DSPy
DSPy is an open-source framework for programming language-model systems with declarative modules, signatures, metrics, and optimizers. Its central claim is that many AI applications should be written as modular programs that can be compiled and improved, rather than as hand-maintained prompt strings.
Definition
DSPy, short for Declarative Self-improving Python, is a framework from the Stanford NLP ecosystem for building modular AI software around language models and other foundation models. The project describes itself as a framework for "programming-not prompting" language models: developers express behavior as code, signatures, modules, and metrics, while DSPy handles prompt construction, parsing, and optimization.
In ordinary prompt engineering, a developer writes a text prompt, tests it manually, edits the wording, and repeats the process when a model, task, dataset, or output format changes. DSPy tries to move that work into a higher-level programming layer. A developer specifies what a component should take as input, what it should return, and how success is measured. DSPy can then compile the program into prompts, demonstrations, adapters, or fine-tuned components.
Origins
The research line began with Demonstrate-Search-Predict, or DSP, a 2022 framework for composing retrieval and language models on knowledge-intensive tasks. DSP framed retrieval-augmented in-context learning as a programmable pipeline rather than a simple retrieve-then-read prompt.
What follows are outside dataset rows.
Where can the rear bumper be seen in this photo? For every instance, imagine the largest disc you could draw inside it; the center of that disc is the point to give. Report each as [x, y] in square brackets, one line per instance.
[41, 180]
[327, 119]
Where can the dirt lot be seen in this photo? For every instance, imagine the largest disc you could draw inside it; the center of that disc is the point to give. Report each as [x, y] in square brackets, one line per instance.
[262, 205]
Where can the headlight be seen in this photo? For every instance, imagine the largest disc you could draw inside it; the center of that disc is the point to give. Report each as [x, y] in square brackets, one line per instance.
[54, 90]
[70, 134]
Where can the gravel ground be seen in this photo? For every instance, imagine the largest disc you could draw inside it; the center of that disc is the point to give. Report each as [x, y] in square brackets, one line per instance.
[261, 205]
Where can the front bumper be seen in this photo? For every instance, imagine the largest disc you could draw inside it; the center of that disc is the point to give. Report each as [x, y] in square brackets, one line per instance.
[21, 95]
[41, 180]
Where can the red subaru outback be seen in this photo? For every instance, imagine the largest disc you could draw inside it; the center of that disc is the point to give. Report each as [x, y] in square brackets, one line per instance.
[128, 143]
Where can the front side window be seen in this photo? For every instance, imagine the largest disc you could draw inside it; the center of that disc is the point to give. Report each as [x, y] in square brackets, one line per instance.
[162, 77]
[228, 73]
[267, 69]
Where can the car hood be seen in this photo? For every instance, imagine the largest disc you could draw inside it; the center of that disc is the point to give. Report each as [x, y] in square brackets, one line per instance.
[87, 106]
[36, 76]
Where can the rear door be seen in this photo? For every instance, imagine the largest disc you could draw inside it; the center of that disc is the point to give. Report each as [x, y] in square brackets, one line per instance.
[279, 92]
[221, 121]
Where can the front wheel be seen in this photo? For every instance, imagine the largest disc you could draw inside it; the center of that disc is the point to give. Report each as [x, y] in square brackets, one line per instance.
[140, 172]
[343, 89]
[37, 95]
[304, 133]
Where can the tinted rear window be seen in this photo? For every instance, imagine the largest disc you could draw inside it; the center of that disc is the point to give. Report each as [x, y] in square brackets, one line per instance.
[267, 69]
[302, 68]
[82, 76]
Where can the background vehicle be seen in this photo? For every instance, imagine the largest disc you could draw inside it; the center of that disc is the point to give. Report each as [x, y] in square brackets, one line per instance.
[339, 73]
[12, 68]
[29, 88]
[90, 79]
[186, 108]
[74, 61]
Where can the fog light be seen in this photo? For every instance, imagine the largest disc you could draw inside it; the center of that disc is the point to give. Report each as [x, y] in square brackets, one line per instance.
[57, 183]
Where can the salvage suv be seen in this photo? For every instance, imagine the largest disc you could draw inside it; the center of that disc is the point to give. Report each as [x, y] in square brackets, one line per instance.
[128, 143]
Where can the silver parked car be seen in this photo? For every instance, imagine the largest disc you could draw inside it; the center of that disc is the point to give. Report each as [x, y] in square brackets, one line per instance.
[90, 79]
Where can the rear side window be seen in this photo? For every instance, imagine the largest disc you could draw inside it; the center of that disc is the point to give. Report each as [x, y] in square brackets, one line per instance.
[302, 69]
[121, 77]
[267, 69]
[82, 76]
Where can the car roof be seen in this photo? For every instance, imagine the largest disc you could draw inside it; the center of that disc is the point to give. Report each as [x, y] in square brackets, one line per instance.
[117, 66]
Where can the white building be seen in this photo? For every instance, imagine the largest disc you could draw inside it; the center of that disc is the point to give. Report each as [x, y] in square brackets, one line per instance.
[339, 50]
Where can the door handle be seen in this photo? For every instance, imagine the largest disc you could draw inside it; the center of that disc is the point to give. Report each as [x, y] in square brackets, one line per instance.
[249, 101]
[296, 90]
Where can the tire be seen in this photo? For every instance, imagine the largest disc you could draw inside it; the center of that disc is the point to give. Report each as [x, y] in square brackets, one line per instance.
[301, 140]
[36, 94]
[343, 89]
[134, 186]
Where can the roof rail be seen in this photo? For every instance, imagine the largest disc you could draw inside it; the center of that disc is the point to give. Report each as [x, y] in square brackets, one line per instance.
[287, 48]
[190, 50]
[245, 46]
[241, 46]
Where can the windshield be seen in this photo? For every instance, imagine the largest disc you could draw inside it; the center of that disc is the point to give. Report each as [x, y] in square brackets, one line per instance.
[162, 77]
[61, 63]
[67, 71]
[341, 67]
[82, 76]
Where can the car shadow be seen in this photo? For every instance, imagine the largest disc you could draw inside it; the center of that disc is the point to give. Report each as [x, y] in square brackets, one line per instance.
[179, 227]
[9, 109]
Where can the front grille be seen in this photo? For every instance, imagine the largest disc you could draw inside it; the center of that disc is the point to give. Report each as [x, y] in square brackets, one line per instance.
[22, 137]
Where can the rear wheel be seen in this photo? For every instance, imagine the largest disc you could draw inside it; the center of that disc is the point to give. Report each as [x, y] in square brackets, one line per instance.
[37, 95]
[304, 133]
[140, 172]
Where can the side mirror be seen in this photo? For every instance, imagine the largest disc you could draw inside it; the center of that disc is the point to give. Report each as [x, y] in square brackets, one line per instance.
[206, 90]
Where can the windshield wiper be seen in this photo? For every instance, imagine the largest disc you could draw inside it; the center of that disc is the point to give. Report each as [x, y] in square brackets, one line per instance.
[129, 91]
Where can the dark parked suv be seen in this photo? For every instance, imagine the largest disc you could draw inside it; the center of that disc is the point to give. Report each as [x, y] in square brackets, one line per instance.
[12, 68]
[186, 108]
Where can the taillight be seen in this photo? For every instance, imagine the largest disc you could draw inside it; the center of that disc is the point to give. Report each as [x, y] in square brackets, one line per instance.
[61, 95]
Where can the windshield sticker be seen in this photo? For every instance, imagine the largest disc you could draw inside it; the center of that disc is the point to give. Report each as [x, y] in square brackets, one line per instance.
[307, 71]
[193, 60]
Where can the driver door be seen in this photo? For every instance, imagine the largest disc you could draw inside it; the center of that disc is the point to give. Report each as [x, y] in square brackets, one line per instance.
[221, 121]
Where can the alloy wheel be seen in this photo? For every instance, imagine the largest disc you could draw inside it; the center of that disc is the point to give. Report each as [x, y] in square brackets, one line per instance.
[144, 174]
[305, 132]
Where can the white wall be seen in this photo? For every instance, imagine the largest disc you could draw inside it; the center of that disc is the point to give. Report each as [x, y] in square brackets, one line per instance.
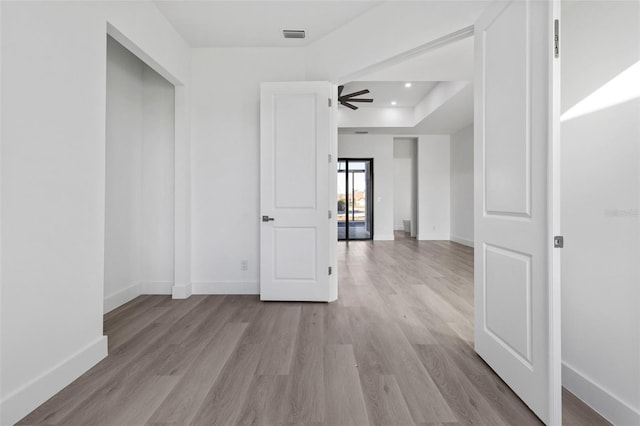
[53, 185]
[433, 187]
[600, 214]
[380, 148]
[139, 225]
[462, 186]
[404, 157]
[225, 161]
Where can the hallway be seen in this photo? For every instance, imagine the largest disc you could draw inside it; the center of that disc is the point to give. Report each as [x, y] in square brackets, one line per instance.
[396, 348]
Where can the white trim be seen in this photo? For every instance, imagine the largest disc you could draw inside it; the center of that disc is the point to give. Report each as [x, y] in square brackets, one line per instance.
[158, 287]
[181, 291]
[431, 237]
[462, 241]
[121, 297]
[21, 402]
[227, 287]
[601, 400]
[383, 237]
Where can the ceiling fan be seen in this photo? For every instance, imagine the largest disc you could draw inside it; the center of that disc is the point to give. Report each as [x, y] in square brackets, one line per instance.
[347, 100]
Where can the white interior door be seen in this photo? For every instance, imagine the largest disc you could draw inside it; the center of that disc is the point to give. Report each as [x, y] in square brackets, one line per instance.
[295, 144]
[516, 121]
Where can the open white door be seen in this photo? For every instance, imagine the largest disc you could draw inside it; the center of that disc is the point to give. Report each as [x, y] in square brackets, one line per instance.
[295, 144]
[517, 298]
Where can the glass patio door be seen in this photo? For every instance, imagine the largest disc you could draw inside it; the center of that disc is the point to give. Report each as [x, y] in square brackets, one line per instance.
[355, 199]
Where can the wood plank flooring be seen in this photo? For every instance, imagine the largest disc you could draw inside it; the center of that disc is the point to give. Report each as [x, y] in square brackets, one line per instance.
[395, 349]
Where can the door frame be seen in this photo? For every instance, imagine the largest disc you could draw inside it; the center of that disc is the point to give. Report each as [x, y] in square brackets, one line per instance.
[371, 173]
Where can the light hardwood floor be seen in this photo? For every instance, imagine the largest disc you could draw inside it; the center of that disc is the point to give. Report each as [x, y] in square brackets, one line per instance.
[395, 349]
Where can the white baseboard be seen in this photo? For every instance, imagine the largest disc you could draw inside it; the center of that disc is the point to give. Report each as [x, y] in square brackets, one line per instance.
[226, 287]
[383, 237]
[431, 237]
[121, 297]
[158, 287]
[601, 400]
[21, 402]
[181, 291]
[462, 241]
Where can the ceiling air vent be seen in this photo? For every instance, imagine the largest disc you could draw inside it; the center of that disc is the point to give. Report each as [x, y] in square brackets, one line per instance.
[294, 33]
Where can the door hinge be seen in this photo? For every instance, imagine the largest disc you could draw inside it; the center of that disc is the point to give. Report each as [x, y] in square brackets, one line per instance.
[558, 241]
[556, 38]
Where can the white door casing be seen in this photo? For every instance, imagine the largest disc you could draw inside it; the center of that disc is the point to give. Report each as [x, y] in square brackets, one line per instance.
[295, 142]
[517, 316]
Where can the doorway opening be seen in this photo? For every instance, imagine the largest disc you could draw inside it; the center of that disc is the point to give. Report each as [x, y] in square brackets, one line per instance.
[355, 199]
[139, 200]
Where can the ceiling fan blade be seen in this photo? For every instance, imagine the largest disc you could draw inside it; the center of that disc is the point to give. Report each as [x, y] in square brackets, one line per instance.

DSPy evolved from that work in 2023. The main DSPy paper, DSPy: Compiling Declarative Language Model Calls into Self-Improving Pipelines, was submitted to arXiv in October 2023 and appeared at ICLR 2024. Its authors included Omar Khattab, Arnav Singhvi, Matei Zaharia, Christopher Potts, and collaborators. The paper argued that language-model pipelines were often implemented with hard-coded prompt templates and proposed a programming model that abstracts those pipelines as text-transformation graphs with declarative modules.
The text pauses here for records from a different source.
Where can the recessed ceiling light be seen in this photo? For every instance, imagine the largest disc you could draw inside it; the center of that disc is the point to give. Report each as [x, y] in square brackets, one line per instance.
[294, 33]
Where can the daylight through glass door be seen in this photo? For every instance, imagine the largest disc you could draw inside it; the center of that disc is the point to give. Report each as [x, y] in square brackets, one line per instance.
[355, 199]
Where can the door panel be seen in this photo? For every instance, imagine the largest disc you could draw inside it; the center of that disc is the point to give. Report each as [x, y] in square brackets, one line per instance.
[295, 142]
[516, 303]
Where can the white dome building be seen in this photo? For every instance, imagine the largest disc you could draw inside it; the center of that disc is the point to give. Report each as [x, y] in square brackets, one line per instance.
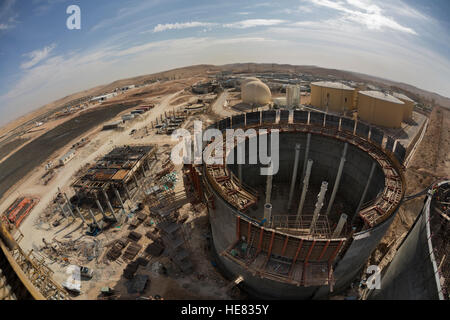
[256, 92]
[244, 81]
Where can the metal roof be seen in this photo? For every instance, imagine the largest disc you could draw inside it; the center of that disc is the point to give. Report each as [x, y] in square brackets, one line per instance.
[333, 85]
[382, 96]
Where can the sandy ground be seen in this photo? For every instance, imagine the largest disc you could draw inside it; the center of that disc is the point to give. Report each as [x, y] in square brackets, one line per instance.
[99, 145]
[430, 162]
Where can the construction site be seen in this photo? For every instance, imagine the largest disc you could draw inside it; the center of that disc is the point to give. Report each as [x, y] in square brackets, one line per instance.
[118, 219]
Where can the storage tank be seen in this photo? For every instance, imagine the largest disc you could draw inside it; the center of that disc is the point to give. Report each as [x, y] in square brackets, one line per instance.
[281, 233]
[334, 96]
[409, 105]
[380, 109]
[256, 92]
[293, 95]
[244, 81]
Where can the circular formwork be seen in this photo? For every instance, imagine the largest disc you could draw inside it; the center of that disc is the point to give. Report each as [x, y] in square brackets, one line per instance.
[287, 257]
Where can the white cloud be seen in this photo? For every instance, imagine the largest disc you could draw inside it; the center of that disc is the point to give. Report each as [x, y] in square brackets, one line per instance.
[183, 25]
[37, 56]
[364, 12]
[8, 15]
[249, 23]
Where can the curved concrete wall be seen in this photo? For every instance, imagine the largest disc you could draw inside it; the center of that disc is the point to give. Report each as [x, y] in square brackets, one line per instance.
[223, 226]
[326, 154]
[338, 100]
[411, 275]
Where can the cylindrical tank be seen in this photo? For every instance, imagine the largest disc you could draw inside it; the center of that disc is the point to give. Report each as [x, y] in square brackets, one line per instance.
[380, 109]
[332, 96]
[256, 92]
[280, 257]
[409, 105]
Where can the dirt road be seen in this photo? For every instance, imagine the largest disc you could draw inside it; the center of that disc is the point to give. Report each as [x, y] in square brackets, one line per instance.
[99, 145]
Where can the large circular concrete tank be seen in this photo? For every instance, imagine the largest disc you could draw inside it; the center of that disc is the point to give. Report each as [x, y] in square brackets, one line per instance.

By 2026, the DSPy GitHub project had become a widely watched open-source framework, with official documentation at dspy.ai and a growing research ecosystem around optimizers, assertions, multi-stage language-model programs, RAG, agents, and prompt evolution.
Programming Model
Signatures. A signature states the intended input-output contract for a model call. Instead of embedding all behavior in a prose prompt, DSPy lets the developer write a compact interface such as a question-to-answer transformation, an extraction task, a classifier, or a multi-field structured output.
Modules. Modules are reusable model-invocation strategies. A module can represent simple prediction, chain-of-thought reasoning, ReAct-style tool use, retrieval-augmented generation, information extraction, classification, or a custom language-model component.
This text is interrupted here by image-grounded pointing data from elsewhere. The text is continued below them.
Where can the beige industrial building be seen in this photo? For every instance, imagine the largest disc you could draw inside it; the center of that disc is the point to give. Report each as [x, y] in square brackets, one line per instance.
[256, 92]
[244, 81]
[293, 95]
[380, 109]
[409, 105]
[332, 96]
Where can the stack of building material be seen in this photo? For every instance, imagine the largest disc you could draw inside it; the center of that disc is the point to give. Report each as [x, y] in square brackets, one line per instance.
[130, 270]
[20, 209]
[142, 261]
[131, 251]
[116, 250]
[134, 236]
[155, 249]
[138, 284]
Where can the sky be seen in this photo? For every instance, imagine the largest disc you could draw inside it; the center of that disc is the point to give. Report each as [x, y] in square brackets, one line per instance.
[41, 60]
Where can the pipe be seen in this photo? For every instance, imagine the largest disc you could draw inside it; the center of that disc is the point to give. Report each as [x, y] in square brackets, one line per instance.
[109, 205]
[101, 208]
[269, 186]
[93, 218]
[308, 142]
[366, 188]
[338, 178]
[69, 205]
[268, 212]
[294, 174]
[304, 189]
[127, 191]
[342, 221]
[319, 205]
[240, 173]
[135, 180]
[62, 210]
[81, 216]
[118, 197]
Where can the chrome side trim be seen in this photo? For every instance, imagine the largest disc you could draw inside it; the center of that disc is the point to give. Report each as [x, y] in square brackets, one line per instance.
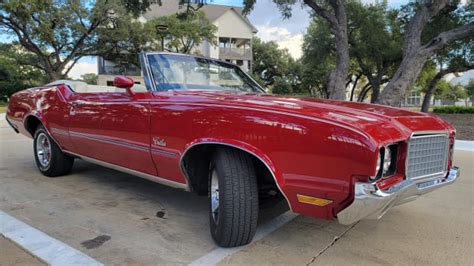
[117, 142]
[425, 134]
[372, 203]
[273, 112]
[237, 147]
[47, 130]
[153, 178]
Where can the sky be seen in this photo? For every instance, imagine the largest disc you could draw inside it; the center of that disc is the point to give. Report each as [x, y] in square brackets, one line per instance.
[266, 17]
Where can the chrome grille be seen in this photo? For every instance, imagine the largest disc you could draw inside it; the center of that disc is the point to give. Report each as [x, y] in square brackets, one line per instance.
[427, 156]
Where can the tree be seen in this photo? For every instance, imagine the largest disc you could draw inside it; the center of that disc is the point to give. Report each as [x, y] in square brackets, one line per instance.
[269, 61]
[90, 78]
[334, 13]
[17, 71]
[447, 92]
[375, 39]
[417, 51]
[318, 56]
[454, 64]
[281, 86]
[58, 32]
[470, 89]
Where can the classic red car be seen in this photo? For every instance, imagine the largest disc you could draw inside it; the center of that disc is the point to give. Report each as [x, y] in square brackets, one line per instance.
[205, 126]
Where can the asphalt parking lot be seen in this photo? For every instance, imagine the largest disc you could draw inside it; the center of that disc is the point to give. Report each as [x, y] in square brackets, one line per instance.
[116, 218]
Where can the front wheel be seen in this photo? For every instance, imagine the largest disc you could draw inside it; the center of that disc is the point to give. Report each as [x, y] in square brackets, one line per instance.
[51, 161]
[233, 198]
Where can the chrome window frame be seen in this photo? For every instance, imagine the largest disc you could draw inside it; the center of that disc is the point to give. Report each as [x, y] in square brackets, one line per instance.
[150, 83]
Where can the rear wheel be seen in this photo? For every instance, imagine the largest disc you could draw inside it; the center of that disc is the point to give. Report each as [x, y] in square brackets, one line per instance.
[51, 161]
[233, 198]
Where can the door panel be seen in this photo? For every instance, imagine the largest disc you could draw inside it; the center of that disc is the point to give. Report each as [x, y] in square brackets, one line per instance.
[113, 127]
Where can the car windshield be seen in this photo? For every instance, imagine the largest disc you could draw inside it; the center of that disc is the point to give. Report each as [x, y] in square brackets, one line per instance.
[172, 72]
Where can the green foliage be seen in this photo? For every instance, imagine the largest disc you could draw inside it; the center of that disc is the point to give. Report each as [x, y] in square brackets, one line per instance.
[454, 110]
[89, 78]
[318, 54]
[470, 89]
[281, 86]
[270, 61]
[125, 38]
[17, 71]
[445, 91]
[58, 32]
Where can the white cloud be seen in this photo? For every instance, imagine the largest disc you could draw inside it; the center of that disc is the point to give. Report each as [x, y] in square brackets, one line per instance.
[81, 68]
[283, 37]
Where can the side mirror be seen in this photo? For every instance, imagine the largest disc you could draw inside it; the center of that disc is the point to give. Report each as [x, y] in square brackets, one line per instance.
[124, 83]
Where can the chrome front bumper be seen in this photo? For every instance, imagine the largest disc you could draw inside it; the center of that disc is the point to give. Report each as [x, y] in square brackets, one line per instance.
[372, 203]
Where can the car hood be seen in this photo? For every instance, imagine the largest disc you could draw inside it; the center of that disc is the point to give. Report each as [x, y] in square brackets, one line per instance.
[371, 118]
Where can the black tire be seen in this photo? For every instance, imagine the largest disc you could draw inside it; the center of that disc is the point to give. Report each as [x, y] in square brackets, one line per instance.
[58, 163]
[235, 222]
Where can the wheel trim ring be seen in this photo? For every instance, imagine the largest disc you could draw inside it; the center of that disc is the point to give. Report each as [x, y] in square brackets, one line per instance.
[214, 196]
[43, 149]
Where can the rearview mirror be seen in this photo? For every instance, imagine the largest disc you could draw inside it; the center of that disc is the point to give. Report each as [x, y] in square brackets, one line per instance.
[124, 83]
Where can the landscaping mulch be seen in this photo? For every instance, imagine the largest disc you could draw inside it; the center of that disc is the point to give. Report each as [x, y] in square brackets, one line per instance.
[464, 124]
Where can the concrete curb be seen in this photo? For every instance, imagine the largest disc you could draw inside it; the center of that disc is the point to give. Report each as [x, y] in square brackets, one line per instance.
[39, 244]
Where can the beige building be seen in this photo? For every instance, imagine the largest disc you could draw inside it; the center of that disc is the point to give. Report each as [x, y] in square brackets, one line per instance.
[234, 33]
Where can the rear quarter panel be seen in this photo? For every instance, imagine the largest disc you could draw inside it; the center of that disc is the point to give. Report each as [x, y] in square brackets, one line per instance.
[48, 104]
[306, 156]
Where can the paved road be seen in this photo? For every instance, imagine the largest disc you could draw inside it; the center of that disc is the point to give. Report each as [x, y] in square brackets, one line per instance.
[120, 219]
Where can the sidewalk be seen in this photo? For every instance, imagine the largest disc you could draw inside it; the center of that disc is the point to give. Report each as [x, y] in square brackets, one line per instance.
[12, 254]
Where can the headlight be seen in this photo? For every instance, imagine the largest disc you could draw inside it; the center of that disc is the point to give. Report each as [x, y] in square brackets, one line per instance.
[390, 160]
[387, 160]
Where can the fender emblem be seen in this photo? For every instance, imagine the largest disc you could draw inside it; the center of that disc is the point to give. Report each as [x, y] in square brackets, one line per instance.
[159, 141]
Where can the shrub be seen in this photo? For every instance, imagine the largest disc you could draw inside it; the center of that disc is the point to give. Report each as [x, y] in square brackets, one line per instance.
[454, 110]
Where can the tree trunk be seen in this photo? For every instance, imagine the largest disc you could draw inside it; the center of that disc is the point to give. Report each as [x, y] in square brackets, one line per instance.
[425, 106]
[337, 19]
[336, 82]
[363, 93]
[432, 85]
[415, 53]
[375, 84]
[54, 75]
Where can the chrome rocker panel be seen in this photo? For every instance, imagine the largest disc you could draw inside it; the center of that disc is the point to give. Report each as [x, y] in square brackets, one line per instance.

Programs. DSPy programs compose modules with ordinary Python control flow. This makes language-model applications look more like software systems: a RAG pipeline, agent loop, evaluator, or multi-stage workflow can be inspected, tested, optimized, and ported across models.
Adapters and parsing. DSPy adapters map signatures into prompts and parse model outputs back into typed fields. This is one of the practical bridges between natural-language model behavior and conventional software boundaries.
Optimization
DSPy is most distinctive when it treats prompts and demonstrations as learnable parts of a program. Given representative inputs and a metric, DSPy optimizers can synthesize examples, propose instructions, explore variants, and in some cases prepare data for fine-tuning.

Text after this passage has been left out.